Александр побледнел.
Мун Лай улыбнулась. Зубы у нее были изумительные.
– Именно так. – Она кивнула. – А ты хорош, отец Энтони. Сразу понимаешь. Мы сказали, что его родители будут рады узнать, что он жив, что он военнопленный в Северном Вьетнаме. Но Энтони, похоже, так не думал. Он сказал, что расскажет нам все, лишь бы его имя не появилось в списках военнопленных, чтобы ты не узнал, что он в плену. И сколько же ценных данных он нам выдал! В конце концов, он же знал, что ты сам – предатель и дезертир, убивший шестьдесят восемь наших людей, чтобы избежать того же.
Наших людей?
– И теперь, командир, – сказала Мун Лай, – пойдешь ли ты со мной? Потому что твой сын ждет. А возможно, и твоя жена тоже здесь, с тобой? – Она подождала ответа, но Александр молчал, и она прошептала: – Как жаль…
– Да кто ты такая? – также шепотом спросил Александр, почти неслышно, стараясь дышать ровно.

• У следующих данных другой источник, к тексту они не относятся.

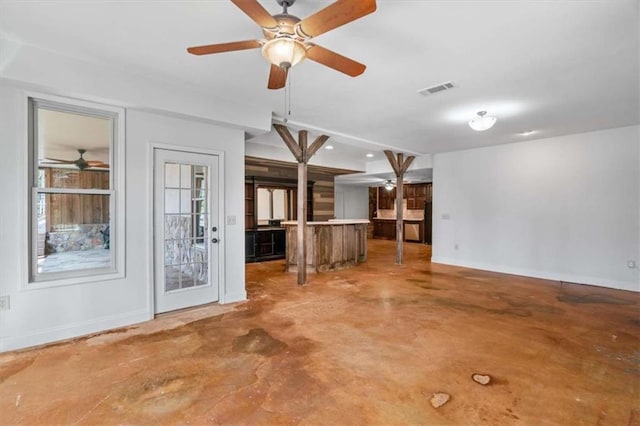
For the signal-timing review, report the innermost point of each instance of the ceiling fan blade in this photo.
(224, 47)
(334, 60)
(56, 161)
(255, 11)
(335, 15)
(277, 77)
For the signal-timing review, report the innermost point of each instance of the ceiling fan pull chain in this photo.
(284, 109)
(290, 90)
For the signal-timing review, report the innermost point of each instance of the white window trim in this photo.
(117, 198)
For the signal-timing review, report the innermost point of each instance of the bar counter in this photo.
(335, 244)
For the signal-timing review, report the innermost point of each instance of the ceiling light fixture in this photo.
(284, 51)
(482, 122)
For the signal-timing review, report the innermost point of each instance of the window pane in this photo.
(73, 232)
(69, 145)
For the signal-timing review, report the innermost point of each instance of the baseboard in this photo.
(545, 275)
(232, 298)
(69, 331)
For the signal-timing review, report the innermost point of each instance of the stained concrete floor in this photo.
(368, 345)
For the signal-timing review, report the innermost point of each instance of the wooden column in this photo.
(400, 166)
(302, 154)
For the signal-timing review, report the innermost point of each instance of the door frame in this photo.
(151, 226)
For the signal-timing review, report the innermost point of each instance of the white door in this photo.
(186, 207)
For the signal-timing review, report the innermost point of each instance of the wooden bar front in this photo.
(335, 244)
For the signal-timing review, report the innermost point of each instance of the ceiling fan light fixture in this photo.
(482, 122)
(284, 52)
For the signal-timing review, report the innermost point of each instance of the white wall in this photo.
(351, 202)
(563, 208)
(43, 315)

Ее голос наконец слегка сорвался. Она сказала:
– Я хочу, чтобы ты знал: я ничего не могла поделать. Я любила его. – Ее глаза наполнились слезами. – Но он был таким… открытым. Ты спросил, кто я такая. Твой сын научил меня этому. «Задай себе эти три вопроса, Мун Лай, – сказал он мне, – и ты поймешь, кто ты есть. Во что ты веришь? На что ты надеешься? Но главное – что ты любишь?» И я тебе скажу. Я вьетнамская коммунистка. В это я верю. На это я надеюсь. Это я люблю.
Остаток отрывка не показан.